Incomplete stories.

I'm thinking about stories. Even after the hubub over Stefan Sagmeister's missive "You are Not a Storyteller" has died down. Not because I think advertising people or even most people should consider themselves storytellers. God no. No God, no. I think people claiming to be storytellers are just searching to make themselves feel better about whatever they actually do.

It also seems that so called "storytellers" don't have a clue of what makes a good story. They haven't studied the shapes of stories, or the structure of stories, or even the essential aspects of story. Rather they throw out these lovely tales about how things just keep getting better because x, y, and z. (X, Y, and Z usually being some set of circumstances brought on by a product.) They are usually stories without conflict, devoid of lessons, and only completely self serving. Which means they're bad stories. So even if these people who claim they are storyteller are storytellers they're bad storytellers at best.

As for advertising it's closer to sketch than storytelling.
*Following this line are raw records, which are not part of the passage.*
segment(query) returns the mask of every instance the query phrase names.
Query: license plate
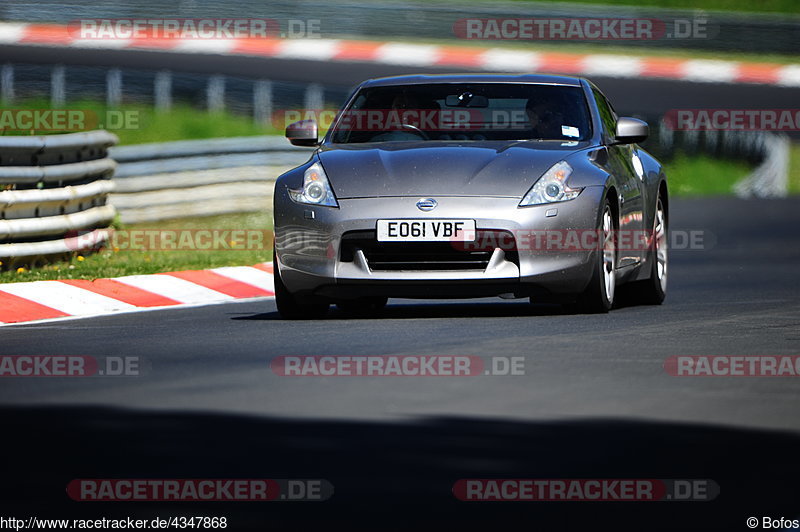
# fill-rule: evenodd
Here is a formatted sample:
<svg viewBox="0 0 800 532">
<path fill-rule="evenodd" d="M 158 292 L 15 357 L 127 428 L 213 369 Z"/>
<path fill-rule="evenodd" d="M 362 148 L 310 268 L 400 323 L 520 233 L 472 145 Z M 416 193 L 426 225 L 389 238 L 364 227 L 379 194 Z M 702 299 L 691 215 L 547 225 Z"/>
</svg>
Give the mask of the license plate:
<svg viewBox="0 0 800 532">
<path fill-rule="evenodd" d="M 472 242 L 475 220 L 378 220 L 378 242 Z"/>
</svg>

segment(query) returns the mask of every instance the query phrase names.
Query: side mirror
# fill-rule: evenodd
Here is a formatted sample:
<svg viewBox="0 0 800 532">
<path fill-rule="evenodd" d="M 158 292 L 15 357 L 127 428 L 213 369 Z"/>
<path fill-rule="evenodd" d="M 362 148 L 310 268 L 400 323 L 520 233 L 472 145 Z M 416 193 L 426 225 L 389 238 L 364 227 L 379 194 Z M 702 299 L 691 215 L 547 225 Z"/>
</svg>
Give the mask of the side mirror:
<svg viewBox="0 0 800 532">
<path fill-rule="evenodd" d="M 619 144 L 643 142 L 650 135 L 650 126 L 644 120 L 622 116 L 617 120 L 614 138 Z"/>
<path fill-rule="evenodd" d="M 286 138 L 295 146 L 319 146 L 318 135 L 314 120 L 300 120 L 286 126 Z"/>
</svg>

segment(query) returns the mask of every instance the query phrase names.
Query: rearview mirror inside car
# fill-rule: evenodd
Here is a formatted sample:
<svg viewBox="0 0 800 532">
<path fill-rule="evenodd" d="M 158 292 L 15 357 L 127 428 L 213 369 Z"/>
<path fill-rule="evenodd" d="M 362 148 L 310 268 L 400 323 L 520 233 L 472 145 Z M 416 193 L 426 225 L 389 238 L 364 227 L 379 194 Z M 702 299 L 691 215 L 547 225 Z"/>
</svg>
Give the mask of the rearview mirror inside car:
<svg viewBox="0 0 800 532">
<path fill-rule="evenodd" d="M 447 107 L 489 107 L 489 99 L 480 94 L 464 92 L 448 95 L 444 100 L 444 104 Z"/>
</svg>

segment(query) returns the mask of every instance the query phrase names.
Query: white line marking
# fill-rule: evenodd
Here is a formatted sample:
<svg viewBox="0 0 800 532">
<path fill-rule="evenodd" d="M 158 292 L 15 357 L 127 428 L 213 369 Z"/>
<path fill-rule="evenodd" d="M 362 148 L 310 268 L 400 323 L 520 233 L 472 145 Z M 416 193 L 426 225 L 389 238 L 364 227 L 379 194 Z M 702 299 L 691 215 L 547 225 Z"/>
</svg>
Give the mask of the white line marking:
<svg viewBox="0 0 800 532">
<path fill-rule="evenodd" d="M 75 39 L 69 46 L 72 48 L 94 48 L 99 50 L 119 50 L 127 48 L 133 39 Z"/>
<path fill-rule="evenodd" d="M 168 297 L 179 303 L 210 303 L 234 299 L 227 294 L 166 274 L 128 275 L 114 280 Z"/>
<path fill-rule="evenodd" d="M 375 61 L 392 65 L 430 66 L 439 58 L 439 47 L 424 44 L 388 43 L 375 51 Z"/>
<path fill-rule="evenodd" d="M 778 85 L 800 87 L 800 65 L 788 65 L 780 69 Z"/>
<path fill-rule="evenodd" d="M 642 73 L 642 61 L 638 57 L 594 54 L 587 55 L 582 64 L 583 72 L 589 75 L 629 78 Z"/>
<path fill-rule="evenodd" d="M 128 303 L 58 281 L 10 283 L 0 286 L 0 290 L 75 316 L 136 308 Z"/>
<path fill-rule="evenodd" d="M 539 69 L 541 56 L 536 52 L 520 52 L 491 48 L 481 54 L 480 65 L 498 72 L 531 72 Z"/>
<path fill-rule="evenodd" d="M 258 301 L 271 301 L 274 300 L 275 296 L 264 296 L 264 297 L 250 297 L 244 299 L 234 299 L 232 301 L 210 301 L 206 303 L 196 303 L 192 305 L 170 305 L 168 307 L 134 307 L 130 310 L 120 310 L 119 312 L 112 313 L 103 313 L 103 314 L 86 314 L 84 316 L 64 316 L 61 318 L 47 318 L 44 320 L 31 320 L 31 321 L 20 321 L 15 323 L 2 323 L 0 327 L 14 327 L 17 325 L 40 325 L 40 324 L 49 324 L 49 323 L 56 323 L 62 321 L 75 321 L 75 320 L 85 320 L 87 318 L 102 318 L 104 316 L 119 316 L 125 314 L 136 314 L 139 312 L 153 312 L 156 310 L 180 310 L 180 309 L 187 309 L 187 308 L 198 308 L 198 307 L 210 307 L 214 305 L 230 305 L 231 303 L 253 303 Z M 68 326 L 71 327 L 71 326 Z"/>
<path fill-rule="evenodd" d="M 277 57 L 325 61 L 339 53 L 336 39 L 290 39 L 281 43 Z"/>
<path fill-rule="evenodd" d="M 214 268 L 211 270 L 214 273 L 224 275 L 235 281 L 246 283 L 262 290 L 275 292 L 275 279 L 271 273 L 258 268 L 250 266 L 226 266 L 223 268 Z"/>
<path fill-rule="evenodd" d="M 16 44 L 25 36 L 28 24 L 0 23 L 0 43 Z"/>
<path fill-rule="evenodd" d="M 683 79 L 689 81 L 731 82 L 738 73 L 739 64 L 732 61 L 692 59 L 683 63 Z"/>
<path fill-rule="evenodd" d="M 189 52 L 196 54 L 227 54 L 236 46 L 234 39 L 198 40 L 185 39 L 178 42 L 173 48 L 176 52 Z"/>
</svg>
Because sketch is all about heightening until you reach a point where you can't heighten any more. There doesn't have to be an arc. No one has to learn anything. Hell, as long as you haven't wasted people's time it's a good sketch. There are nuances, yes, and sketch is traditionally comedy but I think there's a bit of humor in any good ad, even if that humor comes from the relatability of some situation.

I learned that lesson while working on a Claussen Pickles commercial. We'd sold this spot that was all about a penguin going to the refrigerated section to find Claussens. Rather than try to make that the best spot I possibly could by realizing it was a nice little trek by a funny animal I tried really, really hard (way too hard to be honest) to fit it into a story. It didn't need to be a story as much as it needed to be funny and adorable. that would have been enough. But in my desire to make a piece of advertising something it wasn't the whole thing crumbled in my hands. (An expensive lesson to learn on someone else's dime.) 

So I guess what I'm trying to say is that I learned that trying to make something good (whatever that means) far outpaces trying to be something because you're insecure about what you actually are.